Characterization of type I and type III collagens in human tissues
1University of Oulu, Faculty of Medicine, Department of Clinical Chemistry
|Online Access:||PDF Full Text (PDF, 1.4 MB)|
|Persistent link:|| http://urn.fi/urn:isbn:9514255534
Oulu : University of Oulu,
|Publish Date:|| 2000-02-18
|Thesis type:||Doctoral Dissertation
|Defence Note:||Academic Dissertation to be presented with the assent of the Faculty of Medicine, University of Oulu, for public discussion in Auditorium 9 of the University Hospital of Oulu, on April 7th, 2000, at 12 noon.
Docent Kari Majamaa
Docent Onni Niemelä
Fibrillar type I and III collagens are the major constituents of the extracellular matrix, providing the tissue with tensile strength and influencing cell attachment and migration. The amount of type III collagen and the extent of its processing and cross-link maturation were studied in human atherosclerotic plaques, abdominal aortic aneurysms, colon and ovarian cancer, and finally, colon diverticulosis, using a novel radioimmunoassay for the cross-linked aminoterminal telopeptide of type III collagen. In addition, immunoassays for different structural domains of type I and type III collagens, together with immunohistochemical methods, were applied.
In atherosclerotic plaques, the fully cross-linked type III collagen was the major collagen type. Type III collagen was completely processed, since the amount of type III pN-collagen was negligible. The amounts of free type I and III procollagen propeptides in the soluble fraction were small, indicating a low rate of collagen turnover. The proportion of type III collagen was lower in abdominal aortic aneurysms than in atherosclerotic aortic control samples. Furthermore, the amount of type III pN-collagen was significantly increased in aneurysms. Type I and III collagens were also maturely cross-linked in colon diverticulosis, the only difference from normal colon tissue being the increased amount of the aminoterminal propeptide of type III procollagen in the soluble tissue extract, indicating a slightly increased metabolic activity of type III collagen.

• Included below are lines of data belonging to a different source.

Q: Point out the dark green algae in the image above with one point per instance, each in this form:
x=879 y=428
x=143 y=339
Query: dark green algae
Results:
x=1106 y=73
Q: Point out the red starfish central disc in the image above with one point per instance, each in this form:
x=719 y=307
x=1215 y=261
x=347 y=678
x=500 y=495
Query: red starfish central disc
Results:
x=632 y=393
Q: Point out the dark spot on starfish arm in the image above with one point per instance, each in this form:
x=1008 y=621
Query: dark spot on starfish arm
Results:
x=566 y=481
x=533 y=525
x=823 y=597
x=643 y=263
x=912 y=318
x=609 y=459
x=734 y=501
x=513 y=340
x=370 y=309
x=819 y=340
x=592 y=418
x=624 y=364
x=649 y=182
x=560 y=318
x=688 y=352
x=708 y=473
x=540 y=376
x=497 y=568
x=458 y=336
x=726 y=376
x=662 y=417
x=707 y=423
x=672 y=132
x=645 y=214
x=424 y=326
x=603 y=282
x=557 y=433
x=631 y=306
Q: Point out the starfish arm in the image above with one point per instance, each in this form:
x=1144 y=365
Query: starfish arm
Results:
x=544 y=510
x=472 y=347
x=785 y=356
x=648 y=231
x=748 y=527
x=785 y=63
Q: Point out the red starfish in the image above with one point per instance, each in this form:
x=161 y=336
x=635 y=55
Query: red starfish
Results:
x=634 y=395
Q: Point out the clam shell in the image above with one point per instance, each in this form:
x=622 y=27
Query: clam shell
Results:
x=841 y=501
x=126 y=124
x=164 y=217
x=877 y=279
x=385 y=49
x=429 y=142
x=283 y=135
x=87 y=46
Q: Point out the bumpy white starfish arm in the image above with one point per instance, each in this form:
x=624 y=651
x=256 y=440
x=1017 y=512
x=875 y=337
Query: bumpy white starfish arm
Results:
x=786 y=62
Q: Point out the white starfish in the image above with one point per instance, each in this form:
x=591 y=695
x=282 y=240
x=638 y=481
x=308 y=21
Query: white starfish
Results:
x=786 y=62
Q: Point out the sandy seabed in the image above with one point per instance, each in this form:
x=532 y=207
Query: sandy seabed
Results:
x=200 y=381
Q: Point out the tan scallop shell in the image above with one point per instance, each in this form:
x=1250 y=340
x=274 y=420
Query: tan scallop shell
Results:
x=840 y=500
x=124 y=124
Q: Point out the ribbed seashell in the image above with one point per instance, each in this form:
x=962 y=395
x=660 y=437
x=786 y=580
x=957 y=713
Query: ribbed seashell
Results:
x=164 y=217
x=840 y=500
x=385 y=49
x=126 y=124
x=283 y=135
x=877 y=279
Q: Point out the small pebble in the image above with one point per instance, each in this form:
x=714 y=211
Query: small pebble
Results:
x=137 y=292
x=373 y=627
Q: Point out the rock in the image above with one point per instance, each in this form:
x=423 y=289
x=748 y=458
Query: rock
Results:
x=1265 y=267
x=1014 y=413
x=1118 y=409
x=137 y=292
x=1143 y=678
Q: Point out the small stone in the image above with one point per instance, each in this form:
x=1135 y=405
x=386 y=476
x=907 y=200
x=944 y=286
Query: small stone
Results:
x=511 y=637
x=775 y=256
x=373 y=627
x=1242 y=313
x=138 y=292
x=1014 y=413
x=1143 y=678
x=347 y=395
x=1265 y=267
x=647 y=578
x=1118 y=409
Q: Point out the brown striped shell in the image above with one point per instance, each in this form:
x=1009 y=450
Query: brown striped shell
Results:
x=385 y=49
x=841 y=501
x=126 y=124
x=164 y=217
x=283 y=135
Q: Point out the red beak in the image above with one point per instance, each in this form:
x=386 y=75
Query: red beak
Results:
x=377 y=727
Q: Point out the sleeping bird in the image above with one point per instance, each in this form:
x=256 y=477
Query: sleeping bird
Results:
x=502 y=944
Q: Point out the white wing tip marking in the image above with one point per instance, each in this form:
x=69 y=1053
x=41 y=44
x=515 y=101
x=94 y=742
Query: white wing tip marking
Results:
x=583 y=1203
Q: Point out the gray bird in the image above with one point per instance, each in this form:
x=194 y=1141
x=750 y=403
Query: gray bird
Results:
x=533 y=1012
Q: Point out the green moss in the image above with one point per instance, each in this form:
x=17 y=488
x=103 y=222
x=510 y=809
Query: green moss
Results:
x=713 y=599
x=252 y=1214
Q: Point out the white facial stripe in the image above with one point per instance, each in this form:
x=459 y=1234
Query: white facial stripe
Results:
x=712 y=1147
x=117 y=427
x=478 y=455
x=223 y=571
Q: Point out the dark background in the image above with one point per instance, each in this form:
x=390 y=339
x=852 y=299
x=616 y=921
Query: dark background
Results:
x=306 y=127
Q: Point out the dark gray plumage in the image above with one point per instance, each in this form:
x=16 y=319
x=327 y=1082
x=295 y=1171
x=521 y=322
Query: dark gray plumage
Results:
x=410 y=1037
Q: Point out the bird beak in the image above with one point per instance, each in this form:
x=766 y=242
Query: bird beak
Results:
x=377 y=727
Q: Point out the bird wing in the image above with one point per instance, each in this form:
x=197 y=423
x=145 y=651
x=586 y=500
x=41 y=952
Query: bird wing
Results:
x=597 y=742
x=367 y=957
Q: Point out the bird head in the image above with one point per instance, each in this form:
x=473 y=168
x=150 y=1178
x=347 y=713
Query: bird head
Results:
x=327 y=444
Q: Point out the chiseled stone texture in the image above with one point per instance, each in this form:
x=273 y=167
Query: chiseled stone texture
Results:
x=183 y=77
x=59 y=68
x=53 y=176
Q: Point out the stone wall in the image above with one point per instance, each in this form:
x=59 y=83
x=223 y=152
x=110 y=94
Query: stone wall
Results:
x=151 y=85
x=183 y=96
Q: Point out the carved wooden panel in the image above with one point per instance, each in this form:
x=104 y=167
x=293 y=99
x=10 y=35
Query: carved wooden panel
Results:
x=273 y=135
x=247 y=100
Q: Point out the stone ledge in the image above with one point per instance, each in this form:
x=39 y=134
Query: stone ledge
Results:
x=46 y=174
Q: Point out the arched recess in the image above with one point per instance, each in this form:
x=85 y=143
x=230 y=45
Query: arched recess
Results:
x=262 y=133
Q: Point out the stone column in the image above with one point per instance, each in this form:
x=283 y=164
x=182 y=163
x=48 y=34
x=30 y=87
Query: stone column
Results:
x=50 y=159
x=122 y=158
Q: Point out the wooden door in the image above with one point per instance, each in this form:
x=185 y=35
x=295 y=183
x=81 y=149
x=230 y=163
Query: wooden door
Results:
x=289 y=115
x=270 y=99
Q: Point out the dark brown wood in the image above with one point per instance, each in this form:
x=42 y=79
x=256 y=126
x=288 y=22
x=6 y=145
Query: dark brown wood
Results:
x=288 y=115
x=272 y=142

In malignant ovarian tumors, the cross-linking of type I and III collagens was defective. A similar trend was also seen for type I collagen in colon cancer. Even though procollagen synthesis was increased in these malignancies, the total collagen content and the amounts of cross-linked collagens were decreased. The amount of type III pN-collagen was increased in malignant ovarian tumors, whereas no such tendency was seen in colon cancer.
These findings suggest a wide variety of changes in the metabolism of type I and III collagens in diseases. Defective processing and cross-link maturation of these collagen types might result in impaired fibril formation or increased susceptibility of collagens to proteolytic attack - both of them processes with a potential role in the pathogenesis of diseases.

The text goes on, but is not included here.